OBITUARY NOTICE—See index for CA sketch: Born July 25, 1936, in Hampton, VA; died August 9, 2005, in New York, NY. Minister, composer, actor, singer, and author. A revolutionary creator of off-off-Broadway productions, the award-winning Carmines cofounded the Judson Poets' Theater in association with the Judson Memorial Church in New York City, where he was pastor. His boyhood love of music, singing, and dancing was combined with his Protestant faith. Although his talents earned him scholarship offers to several colleges, he decided to enter the ministry instead. After studying philosophy and English at Swarthmore College, where he earned a B.A. in 1958, he completed a B.D. at Union Theological Seminary in 1961. Two years later, he graduated with an S.T.M. from the seminary.
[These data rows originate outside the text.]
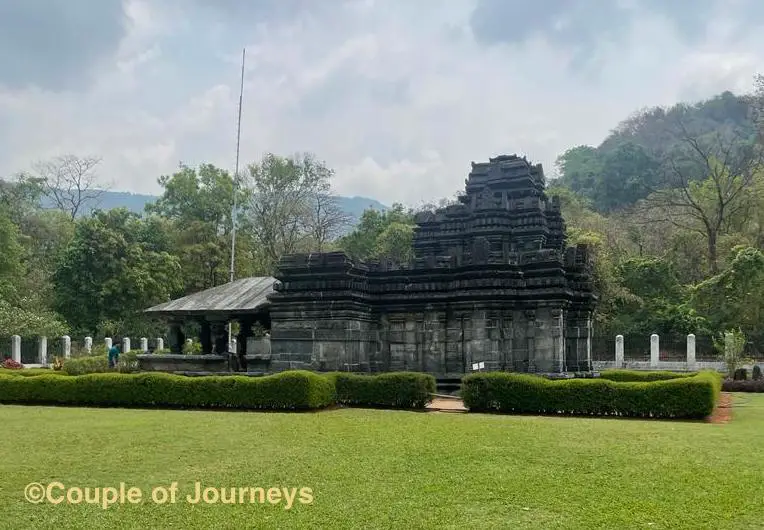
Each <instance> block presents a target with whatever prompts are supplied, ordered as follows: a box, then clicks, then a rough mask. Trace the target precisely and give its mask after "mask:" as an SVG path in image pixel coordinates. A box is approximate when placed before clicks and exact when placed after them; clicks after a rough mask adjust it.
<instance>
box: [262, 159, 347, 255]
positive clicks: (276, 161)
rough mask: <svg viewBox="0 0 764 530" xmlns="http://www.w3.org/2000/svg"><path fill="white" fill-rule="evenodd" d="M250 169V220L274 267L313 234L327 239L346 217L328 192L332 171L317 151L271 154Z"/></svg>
mask: <svg viewBox="0 0 764 530" xmlns="http://www.w3.org/2000/svg"><path fill="white" fill-rule="evenodd" d="M248 169H249V183H250V187H251V202H250V205H249V206H250V207H249V210H248V212H249V224H250V225H251V230H252V233H253V235H254V236H255V239H256V241H257V243H258V244H259V245H260V247H261V248H262V249H263V252H264V253H265V255H266V256H267V258H268V260H269V261H270V263H271V266H273V265H275V264H276V263H277V262H278V260H279V259H280V258H281V256H282V255H284V254H292V253H294V252H296V251H297V250H298V248H299V247H300V245H301V244H303V243H305V242H306V241H308V240H309V239H310V238H311V236H313V237H315V236H316V235H318V236H319V239H320V240H321V241H322V242H324V243H325V242H326V240H327V239H328V238H329V237H330V236H331V235H332V233H333V231H334V230H336V229H337V227H338V226H339V224H340V222H341V221H343V218H342V216H341V215H340V214H339V213H338V211H337V208H336V207H333V206H332V204H331V203H332V201H331V197H330V195H329V189H330V185H329V182H330V179H331V177H332V176H333V174H334V172H333V171H332V170H331V169H329V168H327V167H326V165H325V164H324V163H323V162H321V161H318V160H316V159H315V157H314V156H313V155H310V154H305V155H295V156H293V157H289V158H284V157H280V156H276V155H273V154H267V155H265V156H264V157H263V160H262V161H261V162H260V163H259V164H251V165H250V166H249V168H248ZM319 203H320V206H319ZM316 211H318V213H319V215H318V216H317V215H316Z"/></svg>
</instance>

Ordained a Baptist minister in 1960, he was hired in 1961 to be Howard Moody's assistant minister at Judson Memorial. It was Moody who asked Carmines, along with playwright and architect Robert Nichols, to start a theater in association with the church. Despite the affiliation, the two were allowed to write and produce plays without religious themes and messages. The Judson Poets' Theater became an influential fringe venue, creating daring, unconventional plays that shunned realism, experimented with musical form, and embraced what was then called "polymorphous perversity." Over the years, Carmines wrote about eighty musicals, ten of which were also performed off-Broadway. Carmines eventually became pastor at Judson, but had to leave his post in 1981 after suffering a brain aneurysm. He slowly recovered and then founded the Rauschenbusch Memorial Church in 1982. Among Carmines's plays are his Village Voice Off-Broadway ("Obie") Award-winning What Happened (1963), Home Movies (1964), and In Circles (1967); he also won an Obie award in 1979 for sustained achievement. Carmines, whose love of the works of Gertrude Stein resulted in five plays featuring Stein as a character, also wrote the controversial play The Faggot (1973), which earned him a Vernon Rice award for outstanding composer from Drama Desk.



New York Times, August 13, 2005, p. A25.